Chaff-, Green- & Gold-finches, mainly juvvies, flew well above the nets on their way to the large willows bordering Fingers Lake, probably to drink.

The GCG's on the open section were carrying at least 1 "humbug". They've had a terrible season, thanks to the Coots taking over their nests and the terrapins (Red-eared & Yellow Bellied Sliders) munching the eggs.

Thursday, 2 July 2009

Priory - crescent on 02/07

As the heatwave continued, this demanded a 5am start. Temperature was 20C by then and not a cloud in the sky. The reeds that were cut last winter are as tall as those that weren't and the whole of the small reed bed (the crescent), which is a mere 0.16 hectares, is taller than I have seen it for many a year. This meant that shortly after arrival, a Kingfisher passed over the net.

Yesterday, there was a Little Egbert on 'lilypads' but not today. A juvenile Gt. Spot was trapped (see photo), a young Willow Warbler, a fledgling Wren and a 4-year (or more) old female, a second-year, male Blackcap that was first ringed down by the 'sheep pen', and 5 tits that were just starting their moult into adult plumage.

GRSWO Juvenile wing moult in progress - primaries 1-6 are old, P7 is missing
and the remaining 3 primaries, 8-10, are new

Juvenile Great Spotted Woodpecker - the red cap is diagnostic of a young bird.
Adults have their "patches" on the nape.
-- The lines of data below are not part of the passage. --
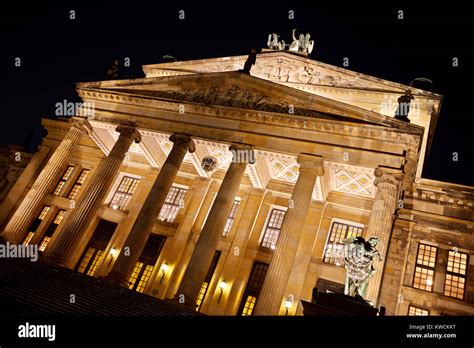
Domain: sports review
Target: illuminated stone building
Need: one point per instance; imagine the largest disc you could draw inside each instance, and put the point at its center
(234, 191)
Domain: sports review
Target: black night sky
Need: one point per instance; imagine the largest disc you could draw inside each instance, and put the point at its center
(56, 52)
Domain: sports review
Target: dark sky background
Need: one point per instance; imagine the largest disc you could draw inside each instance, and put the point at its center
(56, 52)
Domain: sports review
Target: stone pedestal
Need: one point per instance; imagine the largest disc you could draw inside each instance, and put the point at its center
(273, 291)
(17, 228)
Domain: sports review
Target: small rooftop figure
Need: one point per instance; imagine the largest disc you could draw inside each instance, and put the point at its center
(112, 72)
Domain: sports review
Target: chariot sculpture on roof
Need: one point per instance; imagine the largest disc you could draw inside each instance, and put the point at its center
(302, 44)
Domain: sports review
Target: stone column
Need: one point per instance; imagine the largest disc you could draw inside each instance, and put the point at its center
(387, 182)
(150, 211)
(212, 230)
(91, 199)
(273, 291)
(17, 228)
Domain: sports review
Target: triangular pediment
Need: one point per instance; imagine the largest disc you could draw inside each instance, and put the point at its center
(287, 68)
(238, 90)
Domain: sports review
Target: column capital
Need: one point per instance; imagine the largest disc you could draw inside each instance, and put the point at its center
(83, 125)
(387, 175)
(242, 153)
(311, 162)
(184, 141)
(129, 132)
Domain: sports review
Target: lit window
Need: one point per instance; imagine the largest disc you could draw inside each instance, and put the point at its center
(44, 243)
(416, 311)
(202, 293)
(424, 268)
(77, 185)
(174, 201)
(51, 229)
(230, 219)
(207, 280)
(253, 288)
(249, 304)
(456, 270)
(28, 238)
(334, 251)
(135, 274)
(124, 193)
(272, 230)
(63, 180)
(34, 226)
(90, 261)
(146, 263)
(138, 274)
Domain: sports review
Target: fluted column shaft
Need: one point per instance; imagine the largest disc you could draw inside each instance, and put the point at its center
(203, 253)
(72, 231)
(380, 222)
(17, 228)
(150, 211)
(278, 274)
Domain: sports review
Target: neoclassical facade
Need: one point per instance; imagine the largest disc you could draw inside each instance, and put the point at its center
(232, 193)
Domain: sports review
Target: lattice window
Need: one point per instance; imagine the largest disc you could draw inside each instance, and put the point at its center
(416, 311)
(425, 266)
(230, 219)
(67, 174)
(334, 251)
(78, 184)
(174, 201)
(272, 230)
(124, 192)
(456, 271)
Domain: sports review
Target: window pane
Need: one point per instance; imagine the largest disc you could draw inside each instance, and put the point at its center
(272, 230)
(334, 251)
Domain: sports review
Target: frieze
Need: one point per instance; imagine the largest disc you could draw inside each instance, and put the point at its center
(319, 125)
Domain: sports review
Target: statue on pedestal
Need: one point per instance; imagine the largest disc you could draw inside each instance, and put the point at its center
(359, 258)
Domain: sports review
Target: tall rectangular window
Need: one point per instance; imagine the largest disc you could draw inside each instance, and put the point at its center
(334, 251)
(67, 174)
(456, 271)
(272, 229)
(124, 192)
(174, 201)
(51, 229)
(416, 311)
(230, 219)
(146, 263)
(78, 184)
(207, 280)
(425, 266)
(253, 288)
(34, 226)
(95, 248)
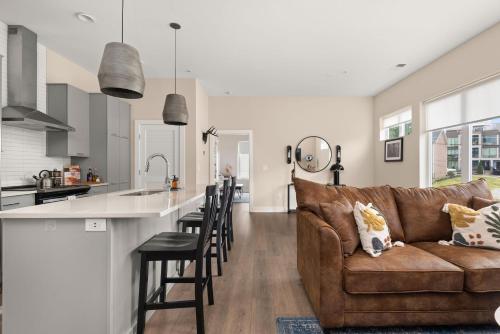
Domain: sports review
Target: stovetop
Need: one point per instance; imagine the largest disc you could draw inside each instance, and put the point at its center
(54, 189)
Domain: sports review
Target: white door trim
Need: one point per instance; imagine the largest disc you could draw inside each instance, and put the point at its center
(250, 144)
(137, 146)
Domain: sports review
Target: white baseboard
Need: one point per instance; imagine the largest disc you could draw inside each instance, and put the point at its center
(268, 209)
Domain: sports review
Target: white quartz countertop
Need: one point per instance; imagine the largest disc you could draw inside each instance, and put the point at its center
(9, 193)
(111, 205)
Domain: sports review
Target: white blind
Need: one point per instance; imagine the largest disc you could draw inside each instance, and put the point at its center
(399, 117)
(471, 105)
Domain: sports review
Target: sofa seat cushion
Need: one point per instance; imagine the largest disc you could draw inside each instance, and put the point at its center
(481, 266)
(401, 269)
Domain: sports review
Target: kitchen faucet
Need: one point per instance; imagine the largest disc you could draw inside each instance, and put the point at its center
(159, 155)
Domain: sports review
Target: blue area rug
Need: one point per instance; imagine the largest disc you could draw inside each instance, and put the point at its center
(311, 326)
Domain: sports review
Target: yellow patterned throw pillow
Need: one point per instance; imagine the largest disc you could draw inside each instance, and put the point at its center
(474, 228)
(373, 230)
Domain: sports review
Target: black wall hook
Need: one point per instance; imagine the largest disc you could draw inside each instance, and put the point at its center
(211, 131)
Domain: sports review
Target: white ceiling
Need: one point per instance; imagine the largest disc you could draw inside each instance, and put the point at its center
(265, 47)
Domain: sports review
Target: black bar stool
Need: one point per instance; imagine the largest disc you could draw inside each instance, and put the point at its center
(229, 219)
(177, 246)
(193, 220)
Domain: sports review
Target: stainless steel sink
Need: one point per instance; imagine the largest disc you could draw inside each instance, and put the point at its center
(144, 193)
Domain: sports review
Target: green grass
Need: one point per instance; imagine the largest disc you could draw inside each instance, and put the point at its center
(493, 181)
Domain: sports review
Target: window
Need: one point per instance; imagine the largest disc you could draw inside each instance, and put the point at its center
(243, 160)
(395, 125)
(488, 152)
(489, 140)
(468, 120)
(475, 152)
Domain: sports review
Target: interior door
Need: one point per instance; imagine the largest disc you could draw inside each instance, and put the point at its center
(214, 159)
(158, 138)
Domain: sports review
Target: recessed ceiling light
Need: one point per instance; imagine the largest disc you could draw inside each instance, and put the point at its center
(84, 17)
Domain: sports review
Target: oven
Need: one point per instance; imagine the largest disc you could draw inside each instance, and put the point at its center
(58, 194)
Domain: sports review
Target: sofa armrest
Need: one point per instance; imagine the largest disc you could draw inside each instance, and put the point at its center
(320, 262)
This bird also has a 'dull' eye.

Out of the 10 Reed Warblers, only one, unusually, was a re-trap; they comprised 3 females, 4 males and 3 juveniles. An old male (on features and wing-length) was already thinking of "packing it in" (going by the amount of 're-feathering') and returning south in the not too distant future. We have only had young Reed Warblers 'on the wing' in any numbers over the last 7-8 days.
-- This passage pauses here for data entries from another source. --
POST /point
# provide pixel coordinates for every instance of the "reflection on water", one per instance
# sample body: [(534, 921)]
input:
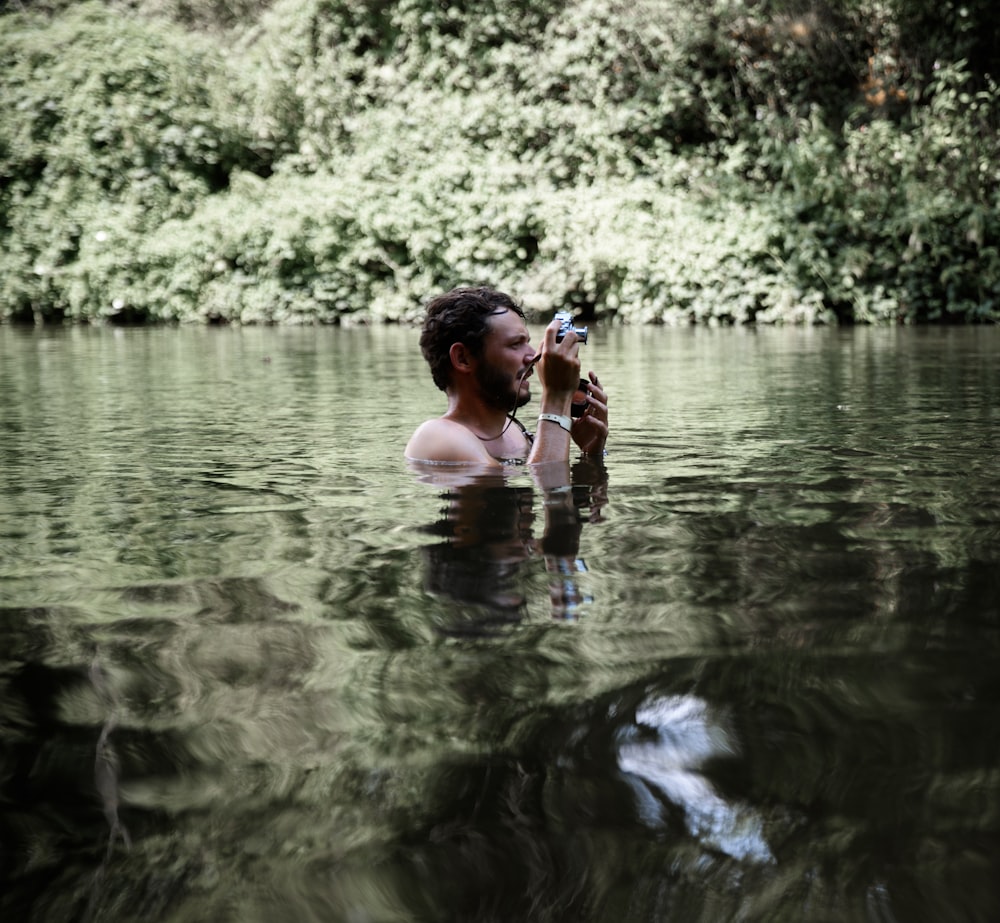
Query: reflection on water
[(487, 527), (254, 668), (664, 750)]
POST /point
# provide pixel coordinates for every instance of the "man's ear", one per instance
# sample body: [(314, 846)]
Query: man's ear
[(461, 358)]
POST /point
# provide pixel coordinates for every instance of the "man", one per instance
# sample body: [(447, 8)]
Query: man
[(477, 345)]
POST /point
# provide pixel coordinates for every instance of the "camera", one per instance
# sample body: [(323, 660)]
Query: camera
[(565, 319)]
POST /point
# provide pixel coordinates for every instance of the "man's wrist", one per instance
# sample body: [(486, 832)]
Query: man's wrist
[(559, 419)]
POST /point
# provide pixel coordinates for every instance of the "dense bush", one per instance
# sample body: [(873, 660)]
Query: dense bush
[(650, 161)]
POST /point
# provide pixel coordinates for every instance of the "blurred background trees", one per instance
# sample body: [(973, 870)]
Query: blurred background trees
[(650, 161)]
There were many small flocks of young birds, with or without their parents feeding in the willow trees. At one point, a (male) Buzzard followed by a mewing juvenile flew across the 'Fingers' at tree top height. By 8am, the temperature was beginning to soar and the heat was beginning to become unbearable, meaning that catching was coming to an end.